My LIFE story instead of my SPACE story? Very well then.
My Father was born in Esfahan to a single mother of five boys. My grandfather was a man named Nasser, who was a Turkish-Iranian. His family moved from Iran to Turkey three generations ago, and had now returned, his prospects dried up in Turkey. He had two wives, my grandmother being the second. A few months before the youngest son, my father, was born, my grandfather was involved in a motorcycle accident which killed him. The first wife inherited 80% of Nasser's assets, and 15% went to his parents. My grandmother was stuck with five boys and had to support them through housework in other peoples' homes. This was all compounded by the fact that she was deaf and uneducated.

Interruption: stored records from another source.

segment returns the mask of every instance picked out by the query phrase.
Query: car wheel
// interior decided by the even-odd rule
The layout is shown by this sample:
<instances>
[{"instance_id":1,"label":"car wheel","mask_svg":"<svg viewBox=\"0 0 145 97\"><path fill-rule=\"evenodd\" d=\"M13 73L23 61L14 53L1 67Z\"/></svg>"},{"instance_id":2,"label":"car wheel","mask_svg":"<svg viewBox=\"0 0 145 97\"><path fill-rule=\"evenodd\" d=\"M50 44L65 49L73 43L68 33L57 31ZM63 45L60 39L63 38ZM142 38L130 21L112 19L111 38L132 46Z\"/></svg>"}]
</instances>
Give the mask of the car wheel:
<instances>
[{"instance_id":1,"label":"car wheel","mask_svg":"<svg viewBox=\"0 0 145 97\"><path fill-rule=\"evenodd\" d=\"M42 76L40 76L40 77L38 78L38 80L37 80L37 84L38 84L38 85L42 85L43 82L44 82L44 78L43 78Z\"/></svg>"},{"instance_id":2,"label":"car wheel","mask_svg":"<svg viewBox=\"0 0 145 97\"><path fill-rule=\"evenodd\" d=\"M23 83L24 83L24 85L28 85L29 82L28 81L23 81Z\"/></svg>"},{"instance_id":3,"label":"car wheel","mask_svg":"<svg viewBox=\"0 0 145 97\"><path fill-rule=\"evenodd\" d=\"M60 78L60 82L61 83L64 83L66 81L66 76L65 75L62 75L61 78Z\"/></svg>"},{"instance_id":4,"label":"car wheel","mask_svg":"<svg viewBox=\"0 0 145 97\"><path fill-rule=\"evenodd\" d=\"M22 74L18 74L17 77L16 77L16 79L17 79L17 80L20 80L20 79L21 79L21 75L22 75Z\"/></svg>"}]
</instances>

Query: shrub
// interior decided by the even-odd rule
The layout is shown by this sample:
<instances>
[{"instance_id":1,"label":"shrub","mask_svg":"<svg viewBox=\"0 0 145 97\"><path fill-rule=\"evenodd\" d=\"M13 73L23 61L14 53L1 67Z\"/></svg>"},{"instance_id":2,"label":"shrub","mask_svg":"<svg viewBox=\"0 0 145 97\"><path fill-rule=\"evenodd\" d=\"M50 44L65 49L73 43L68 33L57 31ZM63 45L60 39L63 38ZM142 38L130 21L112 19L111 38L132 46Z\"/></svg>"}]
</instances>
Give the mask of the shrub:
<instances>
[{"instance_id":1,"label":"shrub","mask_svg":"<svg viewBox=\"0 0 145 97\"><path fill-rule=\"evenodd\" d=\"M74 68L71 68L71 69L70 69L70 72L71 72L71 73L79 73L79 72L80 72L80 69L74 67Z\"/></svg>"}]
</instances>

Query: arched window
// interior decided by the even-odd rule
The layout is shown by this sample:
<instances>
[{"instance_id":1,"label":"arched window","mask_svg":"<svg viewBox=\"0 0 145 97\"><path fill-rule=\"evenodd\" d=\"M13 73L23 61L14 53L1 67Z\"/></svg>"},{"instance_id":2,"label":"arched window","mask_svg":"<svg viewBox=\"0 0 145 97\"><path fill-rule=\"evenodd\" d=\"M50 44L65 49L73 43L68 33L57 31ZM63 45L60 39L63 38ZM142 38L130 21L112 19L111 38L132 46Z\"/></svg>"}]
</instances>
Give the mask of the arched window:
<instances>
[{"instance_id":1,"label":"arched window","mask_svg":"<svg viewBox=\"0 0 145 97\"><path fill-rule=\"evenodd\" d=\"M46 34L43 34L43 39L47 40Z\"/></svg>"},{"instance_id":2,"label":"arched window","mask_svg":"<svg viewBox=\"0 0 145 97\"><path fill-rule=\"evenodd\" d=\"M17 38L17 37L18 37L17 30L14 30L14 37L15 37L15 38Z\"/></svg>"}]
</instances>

The youngest boy, my dad, grew up trolling the streets for odd jobs to perform, eventually settling as a shouter for a jeweler in the local bazaar, calling out to potential customers and luring them in with promises. He became very good at this, and when I was a kid, he would perform his fast-talking sales pitch to me and my sister and we would laugh constantly. He is a good, honest, hard-working man.
He just barely passed in school and applied to The University of Esfahan, where he met my mother. She grew up in Azerbaijan, and moved to Iran as part of an arranged marriage at age fourteen. But once she got to Shiraz, where her future husband waited, she ran away. She used her dowry, which she had stolen, and found sympathetic relatives, an aunt and uncle, in Esfahan. They changed her identity and helped her out. She was studying to be a communications expert, and he was studying economics. They had the same history class in their first year, and immediately hit it off.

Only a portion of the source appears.